Ora ci siamo. Dopo un lungo tira e molla, Maurizio Sarri è a un passo dalla panchina del Chelsea. Nelle ultime ore, l'operazione ha subito un'accelerazione, con l'ormai ex allenatore del Napoli che si appresta a prendere il posto di Antonio Conte. Come riferisce Il Corriere dello Sport, a sbloccare la trattativa ci ha pensato il patron Abramovich, che ha deciso di investire ben 37 milioni di euro netti per affidare la guida tecnica del club a Sarri, che firmerà un contratto da sei milioni di euro netti a stagione per i prossimi tre anni. Un cifra elevata che testimonia la volontà del numero uno dei Blues di cambiare dopo una stagione deludente - nonostante il successo in FA Cup - con la mancata qualificazione in Champions League. Oltre ai 18 milioni per l'ingaggio del tecnico, undici milioni finiscono nelle tasche di Conte per la buonuscita, mentre cinque vanno al Napoli per la risoluzione del contratto del tecnico e i restanti tre per le commissioni.

MERCATO - In attesa di definire la situazione, Sarri e il Chelsea hanno già iniziato a lavorare sul mercato per allestire la rosa in vista della prossima stagione, che partirà ufficialmente tra poco più di un mese con il Community Shield, la supercoppa inglese, in programma il 5 agosto contro il Manchester City. In attesa di risolvere la questione burocratica, il tecnico e la dirigenza dei Blues hanno già imbastito il discorso legato al mercato. Nel mirino del 59enne molti calciatori che militano in Serie A, tra cui alcuni dei suoi ex calciatori al Napoli.

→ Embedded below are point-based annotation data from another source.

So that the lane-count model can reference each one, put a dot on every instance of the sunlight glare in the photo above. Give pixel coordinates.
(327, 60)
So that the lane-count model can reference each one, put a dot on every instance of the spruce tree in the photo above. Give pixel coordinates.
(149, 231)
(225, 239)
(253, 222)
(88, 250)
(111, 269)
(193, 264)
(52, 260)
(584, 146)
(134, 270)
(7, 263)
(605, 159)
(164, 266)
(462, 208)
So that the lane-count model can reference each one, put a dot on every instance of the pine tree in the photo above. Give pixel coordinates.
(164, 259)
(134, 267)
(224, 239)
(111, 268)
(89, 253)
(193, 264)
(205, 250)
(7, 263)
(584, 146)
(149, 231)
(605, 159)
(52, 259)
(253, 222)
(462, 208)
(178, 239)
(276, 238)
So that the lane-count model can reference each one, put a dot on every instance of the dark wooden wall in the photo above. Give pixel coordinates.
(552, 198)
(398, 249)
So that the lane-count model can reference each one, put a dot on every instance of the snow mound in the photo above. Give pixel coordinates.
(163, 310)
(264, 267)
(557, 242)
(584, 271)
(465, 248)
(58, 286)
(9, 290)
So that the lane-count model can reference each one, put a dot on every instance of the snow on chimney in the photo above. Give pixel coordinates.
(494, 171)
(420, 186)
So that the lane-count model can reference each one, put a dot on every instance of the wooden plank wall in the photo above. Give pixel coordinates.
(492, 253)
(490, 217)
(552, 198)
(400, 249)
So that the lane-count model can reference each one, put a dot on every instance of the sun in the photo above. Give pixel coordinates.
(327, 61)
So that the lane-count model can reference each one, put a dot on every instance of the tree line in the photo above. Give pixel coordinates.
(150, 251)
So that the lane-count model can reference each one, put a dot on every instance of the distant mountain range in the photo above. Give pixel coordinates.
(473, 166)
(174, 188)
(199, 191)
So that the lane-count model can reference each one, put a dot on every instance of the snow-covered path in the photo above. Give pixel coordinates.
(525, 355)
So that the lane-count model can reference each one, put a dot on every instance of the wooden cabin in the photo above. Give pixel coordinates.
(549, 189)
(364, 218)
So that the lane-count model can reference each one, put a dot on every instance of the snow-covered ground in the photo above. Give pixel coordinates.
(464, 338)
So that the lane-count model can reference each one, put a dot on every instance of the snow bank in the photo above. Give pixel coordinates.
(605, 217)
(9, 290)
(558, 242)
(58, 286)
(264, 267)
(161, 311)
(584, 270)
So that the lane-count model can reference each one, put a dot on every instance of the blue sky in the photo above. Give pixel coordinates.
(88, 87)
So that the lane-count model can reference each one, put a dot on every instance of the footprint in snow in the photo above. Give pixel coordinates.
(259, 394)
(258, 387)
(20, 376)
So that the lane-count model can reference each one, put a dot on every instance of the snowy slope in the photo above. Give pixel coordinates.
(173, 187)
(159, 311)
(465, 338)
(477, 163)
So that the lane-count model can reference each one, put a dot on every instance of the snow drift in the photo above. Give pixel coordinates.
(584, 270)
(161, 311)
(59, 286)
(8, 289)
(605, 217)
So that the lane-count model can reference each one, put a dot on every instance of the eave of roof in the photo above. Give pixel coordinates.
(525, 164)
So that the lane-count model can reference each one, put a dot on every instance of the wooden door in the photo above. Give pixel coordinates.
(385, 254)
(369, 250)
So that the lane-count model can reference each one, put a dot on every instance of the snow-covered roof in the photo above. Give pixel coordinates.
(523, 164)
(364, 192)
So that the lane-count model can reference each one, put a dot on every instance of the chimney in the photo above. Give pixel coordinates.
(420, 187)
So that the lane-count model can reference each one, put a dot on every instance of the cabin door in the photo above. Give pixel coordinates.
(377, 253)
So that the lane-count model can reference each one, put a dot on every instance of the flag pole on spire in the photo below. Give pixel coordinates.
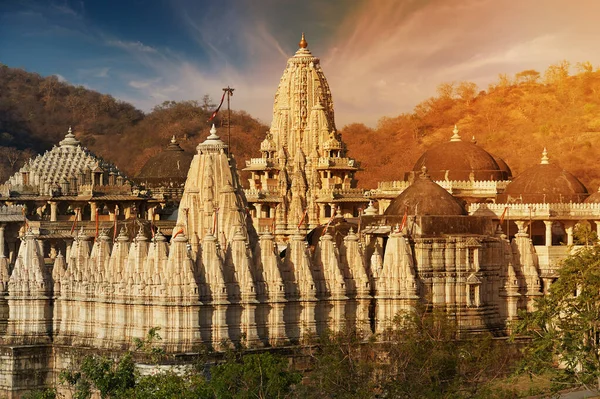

NAPOLI - Quella in terra londinese sarà la prima esperienza fuori dai confini nazionali per Sarri, che vorrebbe portare con sé alcuni dei suoi fedelissimi. Tra questi Raul Albiol, che potrebbe lasciare Napoli nonostante il veto posto da Ancelotti. Sul calciatore c'è anche il Villarreal, disposto a pagare la clausola di 6 milioni di euro entro il 30 giugno per riportare in Spagna il difensore. Difficile anche arrivare a Mertens (la clausola di 28 milioni che è scaduta da qualche giorno) e Zielinski, due perni del nuovo Napoli di Ancelotti, mentre restano alla portata Hysaj e Callejon. Il terzino albanese ha dichiarato in diverse occasioni di voler seguire il suo ex tecnico e può liberarsi per 50 milioni di euro, come previsto dalla clausola rescissoria inserita nel suo contratto, mentre sullo spagnolo c'è il Milan, pronto all'assalto in caso di addio di Suso. Anche nel suo caso, il prezzo è già fissato: 23 milioni di euro.